Было в нём что-то волчье. Точно так при облаве неторопкой тяжёлой рысцой уходит в лесистую логовину, наверное, матёрый волк. Гончие псы могут и догонять его, но ни один не рискнёт первым схватить. Не снижая однажды принятого машистого бега, волк лишь чуть повернёт голову, рванёт клыками — надвое перехватит горячую, неопытную собаку. И дальше…
За воротами лагерный люд разбивался в пятёрки. На каждую — сани с нехитрой конской упряжью, только без привычной дуги. Человек-коренник набрасывает на шею себе чересседельник, схватывающий концы оглобель, берет их под мышки, а двое пристяжных закидывают на плечи каждый свою постромку. Остальные двое упирают шестами в заднюю подушку саней.
— Ржать хотя, гады, дозволяют? — спросил Володька, вооружаясь шестом.
Никто не ответил. Человек этот не хотел становиться в оглобли ни при каких условиях, и в этом его нежелании было что-то обидное для остальных.
Процессия растягивается вдоль дороги. На делянку, за пять километров, мы везём пустые сани, а вечером придётся доставить к лагерю на каждых по два кубометра дров. Потом перегрузить в вагоны.
Узкая дорога словно канава в глубоком снегу. Охраняют нас четверо ветхих немцев из тотальников. Двое идут впереди с карабинами наперевес, двое замыкают-строй. Зимой охрана ослаблена, собак нет. Отсюда не так далеко до шведской границы, но куда побежишь, если вокруг снег по пояс, а единственная тропа ведёт к станции и контрольному пункту?
Голубое норвежское утро с порхающими снежинками постепенно бледнеет, проясняются очертания деревьев. Поднимается ветерок, взвихривает порошу, дорога пятнится отпечатками деревянных колодок и лаптей. Шаг в шаг, дыхание в дыхание, вслед убегающему полозу идёт каждый из нас…

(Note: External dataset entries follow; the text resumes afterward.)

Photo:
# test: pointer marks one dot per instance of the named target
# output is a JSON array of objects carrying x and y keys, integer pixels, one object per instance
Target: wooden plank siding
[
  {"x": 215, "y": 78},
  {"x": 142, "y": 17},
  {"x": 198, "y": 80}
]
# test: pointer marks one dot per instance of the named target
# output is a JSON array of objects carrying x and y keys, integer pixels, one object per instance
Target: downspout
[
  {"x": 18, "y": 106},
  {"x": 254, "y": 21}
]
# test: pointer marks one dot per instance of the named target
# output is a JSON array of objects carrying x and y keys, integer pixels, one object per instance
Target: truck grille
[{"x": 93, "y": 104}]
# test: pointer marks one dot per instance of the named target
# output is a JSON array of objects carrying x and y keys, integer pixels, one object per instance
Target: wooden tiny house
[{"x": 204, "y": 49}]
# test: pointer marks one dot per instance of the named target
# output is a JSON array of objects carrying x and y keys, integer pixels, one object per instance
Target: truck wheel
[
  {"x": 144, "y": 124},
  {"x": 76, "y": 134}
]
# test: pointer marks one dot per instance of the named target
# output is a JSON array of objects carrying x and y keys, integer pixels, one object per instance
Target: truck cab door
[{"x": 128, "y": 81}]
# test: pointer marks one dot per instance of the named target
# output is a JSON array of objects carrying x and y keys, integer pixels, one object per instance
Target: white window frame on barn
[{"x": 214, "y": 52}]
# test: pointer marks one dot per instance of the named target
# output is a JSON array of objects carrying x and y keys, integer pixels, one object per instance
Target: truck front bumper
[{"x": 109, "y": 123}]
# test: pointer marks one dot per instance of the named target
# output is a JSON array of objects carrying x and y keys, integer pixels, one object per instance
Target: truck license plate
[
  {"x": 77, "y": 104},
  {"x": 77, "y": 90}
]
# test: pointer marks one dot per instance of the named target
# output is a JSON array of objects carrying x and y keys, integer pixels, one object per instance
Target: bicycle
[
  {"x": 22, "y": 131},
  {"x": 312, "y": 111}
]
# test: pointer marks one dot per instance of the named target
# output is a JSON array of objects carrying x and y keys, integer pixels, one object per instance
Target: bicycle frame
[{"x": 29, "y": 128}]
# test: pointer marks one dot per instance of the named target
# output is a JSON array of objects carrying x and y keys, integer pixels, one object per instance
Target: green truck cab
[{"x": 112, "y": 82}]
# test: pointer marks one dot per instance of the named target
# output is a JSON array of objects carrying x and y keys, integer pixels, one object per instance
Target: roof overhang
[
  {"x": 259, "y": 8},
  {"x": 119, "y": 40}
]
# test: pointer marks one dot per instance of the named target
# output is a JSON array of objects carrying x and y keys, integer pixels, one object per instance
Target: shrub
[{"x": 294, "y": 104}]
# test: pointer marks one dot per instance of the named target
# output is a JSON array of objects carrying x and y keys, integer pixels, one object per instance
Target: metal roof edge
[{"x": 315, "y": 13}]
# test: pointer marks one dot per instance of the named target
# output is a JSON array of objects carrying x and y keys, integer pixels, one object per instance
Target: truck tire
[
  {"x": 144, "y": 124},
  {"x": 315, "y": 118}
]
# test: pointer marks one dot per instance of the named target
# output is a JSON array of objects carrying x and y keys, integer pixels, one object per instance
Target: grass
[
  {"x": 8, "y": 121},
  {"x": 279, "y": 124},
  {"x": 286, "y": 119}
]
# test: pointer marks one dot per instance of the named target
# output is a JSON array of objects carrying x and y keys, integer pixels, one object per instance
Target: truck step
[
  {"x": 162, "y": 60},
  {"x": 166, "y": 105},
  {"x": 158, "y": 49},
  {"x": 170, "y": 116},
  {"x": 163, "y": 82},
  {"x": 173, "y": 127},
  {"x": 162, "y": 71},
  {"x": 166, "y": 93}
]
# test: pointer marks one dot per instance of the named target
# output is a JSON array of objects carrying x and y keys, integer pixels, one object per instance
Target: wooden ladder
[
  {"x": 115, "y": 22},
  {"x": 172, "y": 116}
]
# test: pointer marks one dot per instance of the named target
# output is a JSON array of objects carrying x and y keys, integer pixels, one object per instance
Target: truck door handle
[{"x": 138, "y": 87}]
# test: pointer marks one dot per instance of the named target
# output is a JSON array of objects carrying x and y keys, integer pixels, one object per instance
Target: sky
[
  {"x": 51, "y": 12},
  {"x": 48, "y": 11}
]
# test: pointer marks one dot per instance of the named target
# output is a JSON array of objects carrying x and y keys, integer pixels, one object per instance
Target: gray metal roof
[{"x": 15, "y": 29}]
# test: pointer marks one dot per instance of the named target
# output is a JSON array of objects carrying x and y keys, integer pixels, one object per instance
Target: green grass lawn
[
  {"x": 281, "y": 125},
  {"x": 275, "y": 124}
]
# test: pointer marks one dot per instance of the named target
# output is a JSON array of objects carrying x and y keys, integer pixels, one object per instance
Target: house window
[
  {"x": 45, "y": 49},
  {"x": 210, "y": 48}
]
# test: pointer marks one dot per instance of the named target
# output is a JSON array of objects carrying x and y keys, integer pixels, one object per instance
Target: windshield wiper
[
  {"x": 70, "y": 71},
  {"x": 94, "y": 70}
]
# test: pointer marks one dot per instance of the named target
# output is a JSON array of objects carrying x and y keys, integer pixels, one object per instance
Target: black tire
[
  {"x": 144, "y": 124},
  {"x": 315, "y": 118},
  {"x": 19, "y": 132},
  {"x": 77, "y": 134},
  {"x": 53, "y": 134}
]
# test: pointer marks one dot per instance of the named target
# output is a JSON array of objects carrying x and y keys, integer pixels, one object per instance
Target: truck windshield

На делянке чернеют остатки вчерашних костров. Старший конвоир Генке — чисто выбритый, кривоногий старик — кладёт зажигалку на пень и отходит в сторону. Он доверяет зажигалку нам — нужно развести костры для конвойных по углам деляны и один для себя. Костры разгораются. Севастьяныч остаётся истопником для конвойных, а нам пора лезть в снег, валить лес.
Я поднял с саней двурукую русскую пилу, предложил Володьке второй конец. Он скептически глянул на пилу, потом на мои острые плечи и длинные руки, отвернулся.
— Таскать тебя на ней? — бормотнул он и, подхватив станковую лучковку, шагнул к ближнему дереву в одиночку.
— Волчуга! — сказал старик Федосов в спину Володьке и перехватил конец моей пилы.
Мы отоптали снег лункой вокруг первой шершавой ели, а Володька мешкал. Он долго стоял у соседнего дерева, задрав голову и заворожённо глядя на вершину. Обглоданный морозами хвойный шпиль весь был покрыт ледяной чеканкой и, кажется, позванивал на ветру.
Володька беззлобно посмотрел в нашу сторону, вздохнул:
— Ох, высоко от нас нынешняя горбушка с баландой! На са-а-мой верхотуре!
И добавил:
— Пыхнёт, сволочь, в снег — ищи её потом до вечера! — и со злостью рванул по стволу блестящим полотном лучка с хорошо разведённым канадским зубом.
…К вечеру мы выбивались из сил.
Мы пилили по три и четыре кубометра на брата при норме пять. За это нас выдерживали в лесу до глубокой темноты. Тогда запрещалось подходить для обогрева к огню, конвоиры стреляли по нашему костру.
Но страх никогда ещё не удваивал человеческие силы.
Худой, нескладный итальянец Джованни и его напарник — рыхлый, с выбитыми зубами француз из Лотарингии Жан уселись в глубине делянки на хвою, под прикрытием поваленной сосны. Им всё равно. Даже выстрелы не смогли бы теперь поднять их и заставить пилить.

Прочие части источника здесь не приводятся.